If it is you Joe, great job mate!

Up
0

Good to see you source your financial news from sources other than one roof housework’s.

Up
0

Guys, I am not JW but chatted to him a couple of days ago. He hopes to do something on DFA in the not too distance future but not until more research has been done. Times are changing fast and he wants current data before presenting new findings. I'm looking forward to his next post as contrarian opinion is always interesting when it's well researched.

Up
0

I watch Joe on DFA. I find his views interesting. I believe he tells it as he sees it which is a whole lot better than most of the media we are served up in NZ. Has he previously posted on this forum ?

Up
0

Troll Albert2020

Up
0

No, just calling you out on your bull$hit comments slagging off other commentators who aren’t here to respond. #topper

Up
0

Well you sure are trolling. Not probs just dont take your pent up frustrations out on your voiceless clients the animals. Enjoy

Up
0

I wonder if 2 Madden was meant to be 2 Turakina Street Grey Lynn. Homes.co.nz has it down as 199 Great North Road but has a whole bunch of recent sales against it. Probably some scatter brains agent who got the street names mixed up.

https://www.barfoot.co.nz/projects/current-projects/crest

Up
0

The banks are certainly being DGMs so it is a surprise the market is still going like it is.
I am in the middle of a new build currently as a FHB and ASB just basically cancelled my mortgage approval citing the need to verify our incomes again due to Covid-19.
We aren’t exactly high risk I don’t think, with equity around 25% and DTI will be about 4x with 2 good permanent jobs.
But anyway now our builders are not getting paid while we wait for ASB to do their paperwork again so we can continue to draw down on our mortgage.
Our lawyer is saying ASB are by far the worst bank to deal with currently.

Up
0

Well that doesn't sound good!
We are currently trying asb for a turnkey new build.
I'm guessing you're doing a progress payment scheme?

Up
0

I think our problem is mainly because the build has been taking so long due to the lockdown.
Apparently they are reassessing all borrowers incomes again now to see if anyone has lost their jobs during lockdown.
We bought the section earlier in the year and paid for the geotechnical report and plans to be done.
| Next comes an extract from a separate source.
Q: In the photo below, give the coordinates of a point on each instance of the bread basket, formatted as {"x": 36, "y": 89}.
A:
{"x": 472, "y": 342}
Now we have them done and have council consent about to be issued ASB suddenly won’t pay the next progress payment until they have checked our incomes again which seems to take a long time!
I have been banking with ASB all my life but would really struggle to recommend them as a mortgage provider now, their communication has been terrible and they never even mentioned the fact that we no longer had funding for our build until I tried to organise the next payment. Surely they could have told us earlier and we could have got things organised again well before now when we have builders wanting to be paid!